JG: It varies. Totally depends. There’s so many. You see all these amazing artists and… It’s kind of luck that you have the right influences at the right time. And they mesh together. That first mixtape was the perfect mesh of influences.

ARB: The specials, particularly their one song “Ghost Town”. That song… so many parts to it. And then like josh said, American hip hop and old bands like The Clash. Fuckin’ just throw ‘em all together.

JG: What are we listening to now? It all changes. A ton of Timbaland. Who else..? 

ARB: There’s an English duo called Jockstrap who are very, very good. BCNR adjacent. But like older music… even some cinema scores there. I feel like once you got a reference of when you put out a piece of music and you tryna discover a sound. Once you discover even a little bit, you kind of reference your own stuff. You identify yourself through the music of others.

JG: Okay okay I found some. It’s a weird mix. Black Star. The new Deadmau5. MF Doom, rest in peace. Weyes Blood. There was a very special time before we released any music when we were totally obsessed with the Specials, the Clash, and the Gorillas. to the degree where it was like… It was so obvious what we needed to do. And we didn’t have any outside influence.

ARB: It was just me and josh in the countryside, also kind of inspired by the scene around us. We’d be writing these songs late at night and it’d be just the woods and stuff

AB: Is that where the name came from?

ARB: No, josh came up with it. I don’t know why. He was reading a book.

JG: I was just reading a book. There is the word dynamite. And I just added it and said it to Archie, and he went that’s the shittest name I’ve ever heard.

AB: Yet here we are 

ARB: [Laughs] Exactly

AB: It’s funny you mentioned Gorillaz cause in your song Krunk, you probably hear this all the time, the refrain is so Damon Albarn. It’s insane.

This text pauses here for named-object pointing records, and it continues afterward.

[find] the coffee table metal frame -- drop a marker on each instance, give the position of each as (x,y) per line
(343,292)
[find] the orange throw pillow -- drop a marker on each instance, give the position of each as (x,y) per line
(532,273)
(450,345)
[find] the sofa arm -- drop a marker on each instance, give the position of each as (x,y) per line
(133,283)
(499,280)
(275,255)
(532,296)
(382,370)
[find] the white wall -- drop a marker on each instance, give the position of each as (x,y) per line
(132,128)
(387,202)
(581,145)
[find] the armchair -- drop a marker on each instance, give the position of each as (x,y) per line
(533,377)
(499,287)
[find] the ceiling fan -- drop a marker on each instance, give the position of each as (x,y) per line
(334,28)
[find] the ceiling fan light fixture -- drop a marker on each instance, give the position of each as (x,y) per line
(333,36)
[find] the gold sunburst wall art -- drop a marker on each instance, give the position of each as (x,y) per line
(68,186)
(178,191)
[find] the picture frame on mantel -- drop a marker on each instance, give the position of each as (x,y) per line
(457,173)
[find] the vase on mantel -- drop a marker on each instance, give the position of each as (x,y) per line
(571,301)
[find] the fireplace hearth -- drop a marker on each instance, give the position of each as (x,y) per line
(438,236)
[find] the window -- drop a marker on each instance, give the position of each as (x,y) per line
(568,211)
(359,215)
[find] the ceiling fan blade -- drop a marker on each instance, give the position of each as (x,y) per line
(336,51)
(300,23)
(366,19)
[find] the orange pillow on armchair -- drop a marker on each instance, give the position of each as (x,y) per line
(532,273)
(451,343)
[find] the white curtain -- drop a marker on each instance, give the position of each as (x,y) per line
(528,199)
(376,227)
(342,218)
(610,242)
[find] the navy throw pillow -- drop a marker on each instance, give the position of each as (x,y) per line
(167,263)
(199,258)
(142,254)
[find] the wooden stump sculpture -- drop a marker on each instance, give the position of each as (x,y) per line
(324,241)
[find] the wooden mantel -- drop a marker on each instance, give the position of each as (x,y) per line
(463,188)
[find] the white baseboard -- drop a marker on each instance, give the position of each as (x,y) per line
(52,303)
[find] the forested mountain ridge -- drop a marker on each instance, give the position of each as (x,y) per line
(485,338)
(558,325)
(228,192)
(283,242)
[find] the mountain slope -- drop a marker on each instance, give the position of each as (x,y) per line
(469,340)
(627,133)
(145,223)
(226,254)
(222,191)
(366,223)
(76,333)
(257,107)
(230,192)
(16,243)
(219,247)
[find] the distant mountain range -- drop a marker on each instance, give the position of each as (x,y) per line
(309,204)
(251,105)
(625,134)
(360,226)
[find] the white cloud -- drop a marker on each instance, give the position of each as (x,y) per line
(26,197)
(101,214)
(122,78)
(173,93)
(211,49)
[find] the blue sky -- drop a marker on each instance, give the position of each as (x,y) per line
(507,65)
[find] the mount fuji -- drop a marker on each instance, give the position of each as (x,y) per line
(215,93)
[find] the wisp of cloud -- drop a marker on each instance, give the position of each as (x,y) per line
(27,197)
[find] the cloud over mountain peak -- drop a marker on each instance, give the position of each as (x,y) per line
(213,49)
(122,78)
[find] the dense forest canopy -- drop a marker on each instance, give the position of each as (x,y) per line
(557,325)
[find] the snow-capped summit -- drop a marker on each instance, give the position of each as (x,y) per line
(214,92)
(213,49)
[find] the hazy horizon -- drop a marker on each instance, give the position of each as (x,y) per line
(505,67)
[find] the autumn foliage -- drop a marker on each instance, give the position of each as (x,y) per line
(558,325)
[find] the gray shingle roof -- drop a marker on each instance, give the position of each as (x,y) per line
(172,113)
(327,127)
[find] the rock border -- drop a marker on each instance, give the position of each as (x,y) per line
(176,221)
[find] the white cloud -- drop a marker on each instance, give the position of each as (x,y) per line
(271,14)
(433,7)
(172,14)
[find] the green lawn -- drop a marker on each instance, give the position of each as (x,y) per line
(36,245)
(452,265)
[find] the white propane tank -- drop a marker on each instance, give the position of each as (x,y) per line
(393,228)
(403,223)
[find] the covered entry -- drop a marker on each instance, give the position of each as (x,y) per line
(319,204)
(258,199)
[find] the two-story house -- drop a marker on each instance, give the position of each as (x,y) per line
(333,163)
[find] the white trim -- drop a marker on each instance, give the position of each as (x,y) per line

JG: We met him a couple of times and he even put us on his playlist. His music is fucking godly.

ARB: Yeah, it is

JG: We’ll happily take influence from him. As long as he doesn’t mind.

AB: I saw them play live just two days ago, and all the ingredients were there. They closed with some weird garage house remix of Clint Eastwood.

ARB: Yeah! That’s the one that blew up in the UK. Huge. That was the original, how Gorillaz became big at first over there, it was that remix.